Adam D Ruppe destructionator at gmail.com
Wed Oct 18 20:27:58 UTC 2023


On Wednesday, 18 October 2023 at 03:57:52 UTC, Walter Bright 
wrote:
> What does writeln() do with __header?

"The __header value, to be discussed later, is generated by the 
compiler and contains compile-time information about the 
interpolated string."

<a few moments later>

"The header object has a trivial toString method that expands to 
the null string. This method makes it possible to pass 
interpolated strings directly to functions such as writeln and 
text because these functions detect and use toString to convert 
unknown data types to strings."

It just uses the existing rules for a struct. No special case 
here. It doesn't spell this out, but you can think about what 
happens to normal D functions if you pass some `struct` to a 
function expecting a `string` - an ordinary type mismatch error. 
This is what gives library authors such power with this proposal: 
they can overload a function to provided specialized behavior.

Which brings me to:

> I think we're misunderstanding each other. What I am asking 
> about is how does the user specify his own custom 
> implementation of InterpolatedExpression?

There's no need. You just pass it to a function.

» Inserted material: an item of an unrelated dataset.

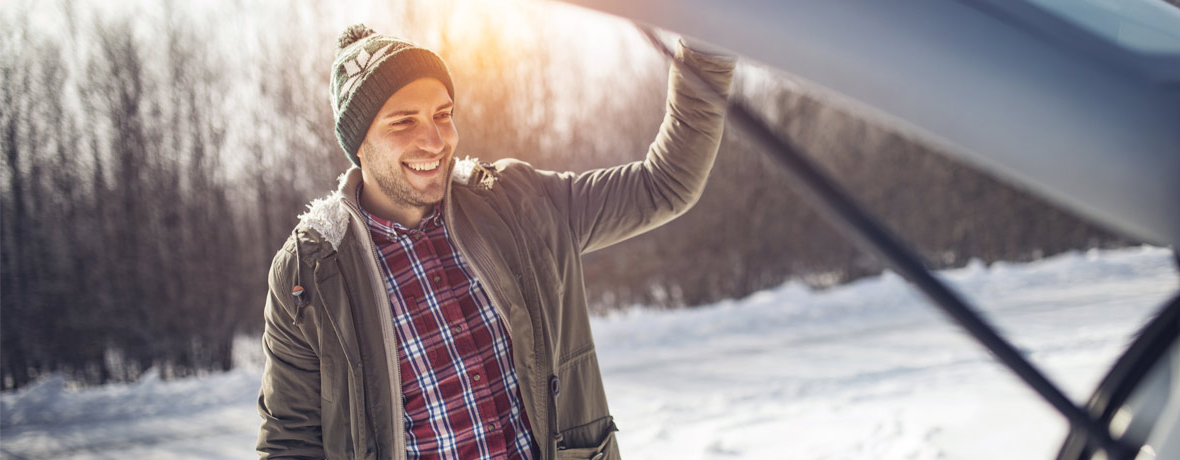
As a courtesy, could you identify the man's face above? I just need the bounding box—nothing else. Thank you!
[358,77,457,211]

Library authors overload functions on the type of what was 
passed, including an interpolated type if desired, same as any 
other overload. End users call a particular function uses the 
given arguments to create their desired result; a generic 
function forwarder still works, preserving the full interpolated 
argument, since it works like any other set of function arguments.

This gives *enormous* capability to both sides - mostly by using 
already existing features in the D language.